While we believe that we have the right seed for one of the next big things - that is, the semantic social network - I must say that the ’soil’ or ‘environment’ may be just as important as the seed. In fact, if the soil or environment is not conducive, the plant could perish inspite of the seed’s potential.

The point I’m trying to make is that while disruptive innovation may be a necessary condition or ’seed’ for having a wildly successful business, let’s not forget that an inhospitable soil (local or internal business factors) may inhibit growth of the plant (business) as much as the general climate (external financial and economic factors). Coming to think of it, I’m not making an excuse in advance. I’m just simply thinking aloud.

Thanks for stimulating my thoughts.

Best,
Rod King.

http://search.galaxyit.com

http://projectstoryboard.ning.com

Rod, problems beget solutions, not the other way around. Unfortunately it sounds like you have a technology in search of a product, never a good thing.

Ben,
You make a good observation that problems beget solutions. The technology, about which I’m talking, already exists in an online product that focuses on managing the larger and ever increasing industry problem of information overload. At a customer level, the technology deals with overcoming inefficiency problems that knowledge workers and students experience when organizing and managing ideas from different sources during projects.

For instance, when doing research on the Internet, users typically use one type of software application to search for information, another to collate and organize information, another application to write reports, and yet another application to make presentations, and still yet another application to collaborate on and track the project, notwithstanding using different applications for social networking. Wouldn’t it be more productive if such users could go to one web application (site) and seamlessly complete all those tasks? I think fragmentation of information is a serious problem especially for knowledge workers and students on the web.

Our technology, which is being demonstrated and is patent-pending, offers the prospects of using the same zoomable interface for accessing, organizing, and managing information from multiple software applications and information sources. The experience is similar to having a one-in-all software or an integrated suite of Internet applications. As devices like the iPhone and iPod indicate, I believe that this technological convergence is inevitable.

I hope the above explanation indicates the range of our technology in solving real problems especially inefficiencies experienced by knowledge workers and students. Should you have further comments or questions, I’d be glad to hear from you.

Best,
Rod King.

 
 
 

We are planting the new seed for the next big thing as we are reading this. It will be about bringing something different into the web arena. But unlike the Web 2.0, it will be difficult to implement and it has different components that needs to work together in order to function correctly. We are up to the challenge and hopefully you will hear about us a year from now.

Thanks

 

I stopped reading at “Web 3.0.”

Please, don’t push that turn.
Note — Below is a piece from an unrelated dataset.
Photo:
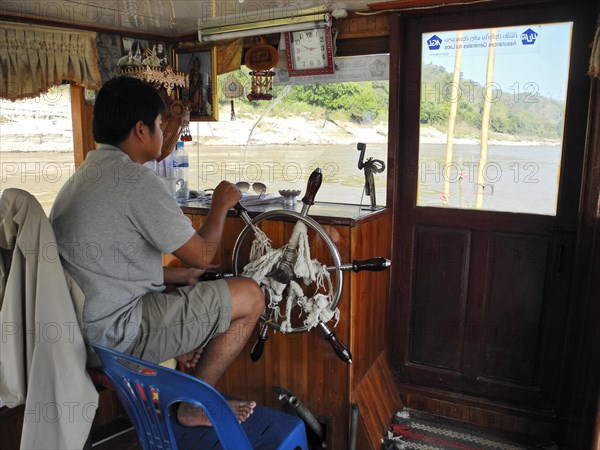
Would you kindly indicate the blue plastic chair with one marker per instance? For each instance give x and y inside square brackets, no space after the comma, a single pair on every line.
[148,392]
I’m gonna go read the rest of the post now. ;)

I meant term, not turn. :p

 
 

I don’t agree that now is the time to leave the day job… but it just might be in another 6 months.
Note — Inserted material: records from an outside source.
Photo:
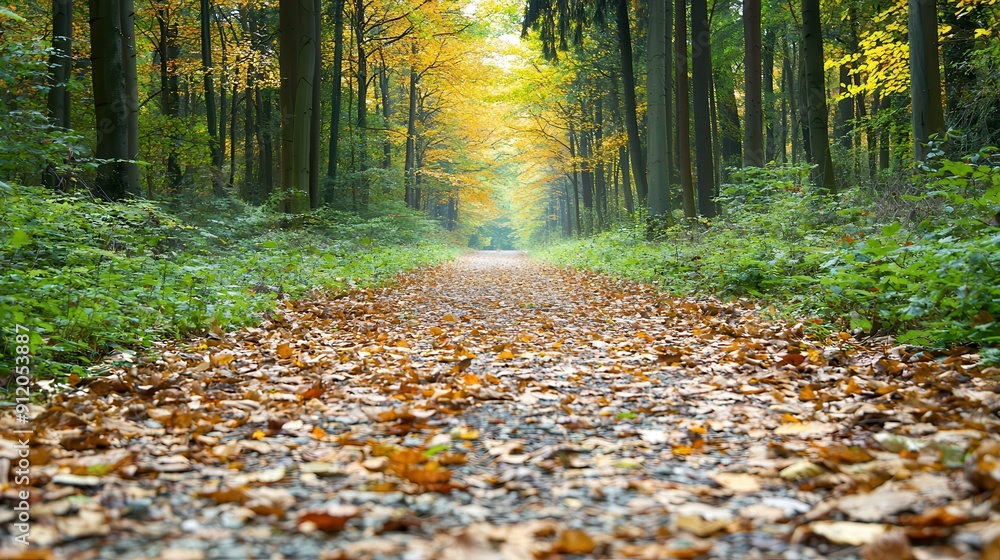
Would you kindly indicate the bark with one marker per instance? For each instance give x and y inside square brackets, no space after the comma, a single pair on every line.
[362,78]
[110,101]
[60,62]
[845,111]
[315,117]
[819,133]
[701,60]
[622,151]
[657,114]
[683,111]
[127,8]
[210,108]
[925,75]
[383,80]
[772,150]
[169,87]
[753,153]
[411,133]
[338,63]
[628,81]
[600,183]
I’m saving money like crazy right now while I have work, because once the work
runs out, startup time!

 

As someone who’s been with a number of start-up companies in both good and bad times, I can tell you that one of my first major success stories came out of one of the worst Wall Street down turns. The company just developed a better mousetrap! My advice: Don’t stop, don’t let these times get in the way, if you have something that that makes sense, is needed with a good ROI - go for it!

 

This downturn will simply reduce the amount of duds getting funded to failure. The amount of successes will remain the same

 

Concerning Facebook and Google: both companies owe their early success much to just being in the right place at the right time with the right products and services. The differences are that Google has successfully monetized their products and services, fueled in part by both quality products and zealous users, while Facebook has had relatively paltry success in monetization despite its own loyal fan base. Clever marketing, near natural monopolism by choice, and a bit of luck have rounded out these companies’ successes. Are there other entrepreneurs whose ideas hold the same future potential? Perhaps . . . but Google’s and Facebooks don’t come along every day …

 

ok, you really lost credibility with this obviously pandering sentence, although I liked the rest of the article: “And incredible organizations like Six Apart, Plaxo, and Ning ….”.

incredible? those 3 are your examples?

 

oh come on. TC makes money by covering startups. no startups = no TC. no wonder they don’t want people to stay in their day jobs. Not to say they are wrong, but TC is not unbiased here.

 

I think future B2C applications arising from a reduced ad dollar environment will be more compelling, relevant, and higher quality (e.g. no more eternal beta.)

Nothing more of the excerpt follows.